Тетя Таня рассказывала и проворно убирала со стола, накрывала чай. Поставила большие кружки,
похожие на пиалы, варенье из ревеня, чашку с румяными маленькими пирожками - с капустой,
с мясом и со щавелем.
- Да ладно, Пелагея-то еще молодая - крепкая, но была бы девочка как девочка, а то ведь
согрешишь с такой. По весне пастухи взяли с собой (она ведь как заноза: пристанет - не
отвяжешься), вечером стадо встречаем, глядим, а Леська-то наша самого норовистого быка,
Микуловского, оседлала и едет впереди всех! Микулов как увидел, чуть удар его не хватил,
а она только смеется да за уши бычищу этого треплет. "Дядя Гриша, - говорит, - какой
бык у вас лапочка!" Нашла лапочку!
Андрейке стало совсем плохо. Даже мама заметила:
- Что с тобой, Андрюша? Устал?
- Да... - промямлил тот в ответ и спросил - А почему ее Босоногой зовут?
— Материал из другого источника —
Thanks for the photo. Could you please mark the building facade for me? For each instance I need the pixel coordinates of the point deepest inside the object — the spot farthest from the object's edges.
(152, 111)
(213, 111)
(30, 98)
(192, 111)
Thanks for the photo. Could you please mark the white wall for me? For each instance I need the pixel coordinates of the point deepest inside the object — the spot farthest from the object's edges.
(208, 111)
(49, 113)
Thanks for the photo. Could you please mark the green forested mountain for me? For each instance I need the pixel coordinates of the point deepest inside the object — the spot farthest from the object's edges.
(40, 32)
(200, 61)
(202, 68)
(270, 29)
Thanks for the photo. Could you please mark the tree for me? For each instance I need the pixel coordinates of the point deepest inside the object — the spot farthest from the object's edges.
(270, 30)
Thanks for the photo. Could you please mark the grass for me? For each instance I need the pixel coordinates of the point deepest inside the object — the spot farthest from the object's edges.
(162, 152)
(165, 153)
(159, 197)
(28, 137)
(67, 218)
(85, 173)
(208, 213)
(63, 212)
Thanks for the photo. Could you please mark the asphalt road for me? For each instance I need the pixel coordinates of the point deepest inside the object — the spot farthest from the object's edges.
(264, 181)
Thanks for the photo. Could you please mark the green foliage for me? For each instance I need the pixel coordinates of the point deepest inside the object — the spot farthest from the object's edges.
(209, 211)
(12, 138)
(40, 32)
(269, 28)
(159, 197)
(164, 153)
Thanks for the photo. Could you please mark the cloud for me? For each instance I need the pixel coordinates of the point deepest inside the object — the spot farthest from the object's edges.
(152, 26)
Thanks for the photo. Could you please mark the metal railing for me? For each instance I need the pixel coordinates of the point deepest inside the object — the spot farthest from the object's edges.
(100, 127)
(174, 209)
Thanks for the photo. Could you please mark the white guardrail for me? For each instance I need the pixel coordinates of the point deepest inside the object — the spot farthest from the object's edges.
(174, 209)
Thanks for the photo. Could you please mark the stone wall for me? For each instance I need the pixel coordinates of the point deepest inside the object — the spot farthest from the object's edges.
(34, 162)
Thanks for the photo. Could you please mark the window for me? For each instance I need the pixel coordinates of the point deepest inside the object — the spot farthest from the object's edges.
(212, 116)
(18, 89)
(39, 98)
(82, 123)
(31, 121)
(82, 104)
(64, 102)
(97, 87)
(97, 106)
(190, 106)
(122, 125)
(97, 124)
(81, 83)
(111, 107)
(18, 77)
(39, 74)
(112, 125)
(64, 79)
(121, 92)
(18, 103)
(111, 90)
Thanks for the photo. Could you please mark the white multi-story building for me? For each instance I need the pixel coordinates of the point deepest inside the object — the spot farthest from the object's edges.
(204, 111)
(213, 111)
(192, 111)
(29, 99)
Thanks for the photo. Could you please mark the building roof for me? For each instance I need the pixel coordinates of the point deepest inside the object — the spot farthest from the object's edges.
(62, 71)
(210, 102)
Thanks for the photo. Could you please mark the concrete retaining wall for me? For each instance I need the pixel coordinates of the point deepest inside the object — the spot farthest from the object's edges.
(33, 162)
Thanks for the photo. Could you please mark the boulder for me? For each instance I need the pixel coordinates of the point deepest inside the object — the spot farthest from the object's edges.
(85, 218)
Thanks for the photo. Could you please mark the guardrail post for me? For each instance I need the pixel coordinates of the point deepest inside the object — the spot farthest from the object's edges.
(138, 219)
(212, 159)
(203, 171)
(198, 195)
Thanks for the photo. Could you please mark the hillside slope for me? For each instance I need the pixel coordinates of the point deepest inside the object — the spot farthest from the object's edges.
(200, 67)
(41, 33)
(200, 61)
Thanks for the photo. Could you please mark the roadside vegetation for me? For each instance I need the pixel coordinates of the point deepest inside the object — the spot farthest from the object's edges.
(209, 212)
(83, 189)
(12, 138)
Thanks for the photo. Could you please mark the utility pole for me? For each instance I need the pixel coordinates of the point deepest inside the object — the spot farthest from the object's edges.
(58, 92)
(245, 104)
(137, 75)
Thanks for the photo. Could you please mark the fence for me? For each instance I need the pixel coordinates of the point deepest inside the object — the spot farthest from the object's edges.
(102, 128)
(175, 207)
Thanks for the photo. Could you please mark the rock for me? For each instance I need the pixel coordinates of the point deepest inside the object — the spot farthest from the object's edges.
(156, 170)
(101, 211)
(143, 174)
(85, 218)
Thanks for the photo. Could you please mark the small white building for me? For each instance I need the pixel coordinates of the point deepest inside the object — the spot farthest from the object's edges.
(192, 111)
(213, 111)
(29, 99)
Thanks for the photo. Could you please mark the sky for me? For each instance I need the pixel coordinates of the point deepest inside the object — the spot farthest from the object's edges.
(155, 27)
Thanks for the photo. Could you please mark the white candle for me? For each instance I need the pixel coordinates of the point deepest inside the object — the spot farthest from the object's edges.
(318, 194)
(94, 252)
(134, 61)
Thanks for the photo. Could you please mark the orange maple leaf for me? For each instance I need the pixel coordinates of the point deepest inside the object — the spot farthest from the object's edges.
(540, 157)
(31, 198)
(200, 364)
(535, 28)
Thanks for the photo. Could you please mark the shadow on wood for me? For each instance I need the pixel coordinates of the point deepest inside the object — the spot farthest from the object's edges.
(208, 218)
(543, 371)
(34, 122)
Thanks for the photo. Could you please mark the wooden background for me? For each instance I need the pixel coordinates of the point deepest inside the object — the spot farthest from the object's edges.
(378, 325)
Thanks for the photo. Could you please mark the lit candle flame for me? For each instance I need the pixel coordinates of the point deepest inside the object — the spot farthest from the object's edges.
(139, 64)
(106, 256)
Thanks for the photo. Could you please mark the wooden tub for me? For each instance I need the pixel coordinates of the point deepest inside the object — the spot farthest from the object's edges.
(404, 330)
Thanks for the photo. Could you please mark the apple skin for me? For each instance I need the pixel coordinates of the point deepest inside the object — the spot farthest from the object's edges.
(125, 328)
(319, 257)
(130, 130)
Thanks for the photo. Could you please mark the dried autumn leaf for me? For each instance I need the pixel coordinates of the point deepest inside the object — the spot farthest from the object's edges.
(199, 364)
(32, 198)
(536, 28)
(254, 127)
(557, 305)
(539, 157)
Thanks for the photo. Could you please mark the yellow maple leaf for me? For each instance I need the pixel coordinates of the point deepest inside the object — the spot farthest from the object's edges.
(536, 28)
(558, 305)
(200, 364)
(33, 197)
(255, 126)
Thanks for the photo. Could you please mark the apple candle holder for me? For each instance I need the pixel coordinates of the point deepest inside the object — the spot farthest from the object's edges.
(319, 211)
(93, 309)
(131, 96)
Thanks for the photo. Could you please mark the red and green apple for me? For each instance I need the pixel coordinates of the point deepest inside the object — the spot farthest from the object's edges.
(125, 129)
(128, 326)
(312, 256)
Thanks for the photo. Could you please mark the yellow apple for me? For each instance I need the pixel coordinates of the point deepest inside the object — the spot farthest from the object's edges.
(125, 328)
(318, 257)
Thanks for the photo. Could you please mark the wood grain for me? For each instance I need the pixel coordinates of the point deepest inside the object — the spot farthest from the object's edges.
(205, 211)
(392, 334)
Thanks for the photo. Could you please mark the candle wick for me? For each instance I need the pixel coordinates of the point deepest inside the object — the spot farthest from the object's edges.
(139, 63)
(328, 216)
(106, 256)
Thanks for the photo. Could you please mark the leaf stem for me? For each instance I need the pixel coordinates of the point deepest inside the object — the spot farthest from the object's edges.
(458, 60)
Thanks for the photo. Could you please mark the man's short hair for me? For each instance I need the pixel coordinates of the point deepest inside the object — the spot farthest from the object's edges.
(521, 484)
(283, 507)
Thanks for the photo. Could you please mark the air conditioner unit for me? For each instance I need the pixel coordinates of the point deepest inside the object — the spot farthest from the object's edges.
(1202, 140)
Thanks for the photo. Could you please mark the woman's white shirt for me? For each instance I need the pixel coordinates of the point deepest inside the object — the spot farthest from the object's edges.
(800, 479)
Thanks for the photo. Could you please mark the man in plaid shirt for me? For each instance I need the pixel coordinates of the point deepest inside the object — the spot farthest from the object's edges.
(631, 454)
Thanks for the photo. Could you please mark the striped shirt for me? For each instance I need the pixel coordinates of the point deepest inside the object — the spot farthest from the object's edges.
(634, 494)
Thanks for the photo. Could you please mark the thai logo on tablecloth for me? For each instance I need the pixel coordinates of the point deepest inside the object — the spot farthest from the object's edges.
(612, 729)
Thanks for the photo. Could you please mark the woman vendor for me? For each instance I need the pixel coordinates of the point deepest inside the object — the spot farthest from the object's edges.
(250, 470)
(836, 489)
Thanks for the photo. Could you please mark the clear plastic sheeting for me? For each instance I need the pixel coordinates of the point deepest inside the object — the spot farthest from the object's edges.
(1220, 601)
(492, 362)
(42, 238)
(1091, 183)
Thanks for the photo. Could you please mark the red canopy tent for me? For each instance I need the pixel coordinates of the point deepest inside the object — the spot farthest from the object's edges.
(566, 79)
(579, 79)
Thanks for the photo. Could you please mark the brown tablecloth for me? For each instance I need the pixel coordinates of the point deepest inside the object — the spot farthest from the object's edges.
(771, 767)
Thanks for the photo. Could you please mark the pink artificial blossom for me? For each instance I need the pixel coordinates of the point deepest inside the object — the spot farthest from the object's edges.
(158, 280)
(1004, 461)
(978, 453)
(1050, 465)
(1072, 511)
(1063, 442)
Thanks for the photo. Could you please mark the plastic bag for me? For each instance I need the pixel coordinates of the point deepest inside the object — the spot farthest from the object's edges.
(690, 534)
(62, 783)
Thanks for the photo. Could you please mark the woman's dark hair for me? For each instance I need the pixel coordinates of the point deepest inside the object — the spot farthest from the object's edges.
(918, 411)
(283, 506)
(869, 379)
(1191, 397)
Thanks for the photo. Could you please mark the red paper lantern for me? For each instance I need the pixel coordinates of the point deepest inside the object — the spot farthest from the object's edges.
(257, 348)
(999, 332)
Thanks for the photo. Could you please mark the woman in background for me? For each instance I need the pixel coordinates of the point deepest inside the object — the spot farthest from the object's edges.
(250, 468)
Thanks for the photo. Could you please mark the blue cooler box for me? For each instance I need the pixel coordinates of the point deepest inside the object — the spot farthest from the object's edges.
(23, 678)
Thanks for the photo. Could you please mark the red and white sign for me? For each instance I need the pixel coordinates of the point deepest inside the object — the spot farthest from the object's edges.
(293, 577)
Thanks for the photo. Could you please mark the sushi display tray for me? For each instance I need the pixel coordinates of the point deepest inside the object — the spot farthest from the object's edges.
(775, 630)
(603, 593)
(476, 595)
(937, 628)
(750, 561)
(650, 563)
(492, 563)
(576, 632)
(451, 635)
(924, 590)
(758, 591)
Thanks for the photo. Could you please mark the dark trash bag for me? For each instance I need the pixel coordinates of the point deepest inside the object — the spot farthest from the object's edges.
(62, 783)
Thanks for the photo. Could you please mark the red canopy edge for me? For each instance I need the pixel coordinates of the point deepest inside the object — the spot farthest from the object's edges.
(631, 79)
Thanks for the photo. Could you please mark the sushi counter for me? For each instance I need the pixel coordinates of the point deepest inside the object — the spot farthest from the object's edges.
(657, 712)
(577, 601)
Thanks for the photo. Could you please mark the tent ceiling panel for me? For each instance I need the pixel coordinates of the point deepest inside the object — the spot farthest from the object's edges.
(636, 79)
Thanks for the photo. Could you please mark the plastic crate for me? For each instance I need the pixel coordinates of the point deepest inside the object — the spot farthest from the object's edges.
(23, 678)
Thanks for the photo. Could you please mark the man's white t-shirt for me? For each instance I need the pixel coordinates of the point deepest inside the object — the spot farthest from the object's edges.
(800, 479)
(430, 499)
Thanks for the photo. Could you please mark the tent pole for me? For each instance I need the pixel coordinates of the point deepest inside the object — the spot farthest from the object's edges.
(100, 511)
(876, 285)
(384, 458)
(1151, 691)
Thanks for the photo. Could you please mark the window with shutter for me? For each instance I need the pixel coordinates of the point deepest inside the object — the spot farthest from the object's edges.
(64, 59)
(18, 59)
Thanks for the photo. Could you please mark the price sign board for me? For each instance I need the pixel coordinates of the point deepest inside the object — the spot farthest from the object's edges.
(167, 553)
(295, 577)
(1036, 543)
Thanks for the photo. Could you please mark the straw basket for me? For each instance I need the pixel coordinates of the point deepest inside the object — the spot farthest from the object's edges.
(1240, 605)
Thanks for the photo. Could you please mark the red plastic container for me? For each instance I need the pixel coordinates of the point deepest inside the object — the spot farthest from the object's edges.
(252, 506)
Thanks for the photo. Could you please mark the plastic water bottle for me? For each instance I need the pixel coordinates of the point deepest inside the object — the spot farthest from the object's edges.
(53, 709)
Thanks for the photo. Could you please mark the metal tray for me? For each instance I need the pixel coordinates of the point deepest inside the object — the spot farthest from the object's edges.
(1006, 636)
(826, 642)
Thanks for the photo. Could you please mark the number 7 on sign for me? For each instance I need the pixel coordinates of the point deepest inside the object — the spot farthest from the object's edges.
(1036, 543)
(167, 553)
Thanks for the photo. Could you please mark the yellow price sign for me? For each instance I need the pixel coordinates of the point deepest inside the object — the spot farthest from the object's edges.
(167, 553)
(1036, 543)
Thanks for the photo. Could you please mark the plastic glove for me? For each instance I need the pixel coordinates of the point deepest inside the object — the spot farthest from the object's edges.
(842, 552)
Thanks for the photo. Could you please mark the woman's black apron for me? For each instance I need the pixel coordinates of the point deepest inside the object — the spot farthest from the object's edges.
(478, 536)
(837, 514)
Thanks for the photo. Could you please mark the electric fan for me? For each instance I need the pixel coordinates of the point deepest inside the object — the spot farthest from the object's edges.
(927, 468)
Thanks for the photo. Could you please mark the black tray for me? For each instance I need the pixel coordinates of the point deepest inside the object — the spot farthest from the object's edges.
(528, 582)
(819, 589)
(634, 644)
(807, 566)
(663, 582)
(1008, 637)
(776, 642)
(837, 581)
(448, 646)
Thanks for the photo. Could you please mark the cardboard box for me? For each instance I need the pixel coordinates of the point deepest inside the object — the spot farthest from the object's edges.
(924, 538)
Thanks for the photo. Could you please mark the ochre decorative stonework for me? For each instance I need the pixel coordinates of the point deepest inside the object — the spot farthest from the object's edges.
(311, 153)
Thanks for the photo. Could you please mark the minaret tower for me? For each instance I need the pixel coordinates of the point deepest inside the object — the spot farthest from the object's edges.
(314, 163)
- Да бегает босиком до самых холодов. У нее уже подошвы, как деревянные.
- Вот так девочка! - изумилась мама, обнимая своего Андрейку. - Как же она с быком совладала?
- Ну, уж не знаю, - вздохнула тетя Таня. - Народ говорит, будто слово какое-то она знает.
Да, наверное, просто страха у нее нет, животные ведь чувствуют, когда их боятся.
- Ох, - сказала мама, - бык, корова - это еще ладно, у них хоть глаза человеческие, а
гуси... гусей я сама боюсь.
- И не говори! У нас только Пелагея их и держит, да еще Матерниковы. А Пелагее-то сын
привез, платит ей за гусей этих, у него в ресторанах гуси - вроде как коронное блюдо.
Так бы стала она их держать, как же! Мороки больше... Я их тоже боюсь: вылупятся на тебя
и шипят, будто режут их.
Тетя Таня глянула в окно, сказала в сердцах:
- Когда же дождь будет? Земля вся сухая!
А Андрейка вздохнул украдкой - оттого, что мама и тетя Таня тоже боятся гусей, ему стало
чуточку полегче.
Ночью снился Андрейке дождь, большой, хлесткий, но теплый. Будто просачивалось сквозь
лиловые тучи солнце, и тогда потоки воды превращались в жидкое золото, щедро лились на
землю.
Снилось ему, будто Леся Босоногая бежит по дороге под этим дождем, держит в руках большие
лапти и, запрокинув лицо, подставив его дождю и солнцу, смеется. А сам Андрейка стоит
у калитки дома, где раньше баба Дарья жила и думает: "Зачем ей лапти, она же Босоногая?"
Увидела его Леся и кричит:
- Ты откуда взялся синеглазый такой? Гусей-то небось боишься?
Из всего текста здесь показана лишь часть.